At 10:13 AM 11/4/02 -0500, Tyler Durden wrote:
>This is an interesting issue...how much information can be gleaned from

>encrypted "payloads"?

Traffic analysis (who, how frequently, temporal patterns)
Size of payload

Is it possible for a switch or whatever that has
>visibility up to layers 4/5/6 to determine (at least) what type of file
is
>being sent?

Yes.

Modern network equiptment can examine all the way up to "layer 7".
Can tell that you're sending an .mp3 and will cut your QoS, if that's
the policy.


> Can it determine at what layer encryption was performed?

Various "packet classification" hardware companies [1]
 make chips to find fields in headers.
(The classification chips pass this info to the NPU)
IPsec, SSL are trivial.  App-level crypto is
easy if the crypto has signatures, like "-----BEGIN PGP MESSAGE-----".


Steganography + encryption, however, is pretty tough.  The S/N
ratio can become useless due to false alarms.  The Feds probably
have an enormous collection of intercepted arab baby pictures...

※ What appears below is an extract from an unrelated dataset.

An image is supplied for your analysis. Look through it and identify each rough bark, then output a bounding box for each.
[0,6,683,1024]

[1] Here's a blurb from http://solidum.com/products/index.cfm
Based on programmable state machine technology and a powerful,
openly-distributed
pattern description language, our scalable, forward-compatible, and
field-upgradable
 classification processors can be configured to closely inspect packets
for vital
 information up to and including Layer 7. The information collected can
then be used to
 make intelligent routing and switching decisions for service,
application, and QoS
 requirements. This improves the speed, power and efficiency of next
generation
 network processing architectures, facilitates the delivery of
content-based services
 and enables true QoS for differentiated services.

---
CALEA: What did you think layer 7 awareness meant?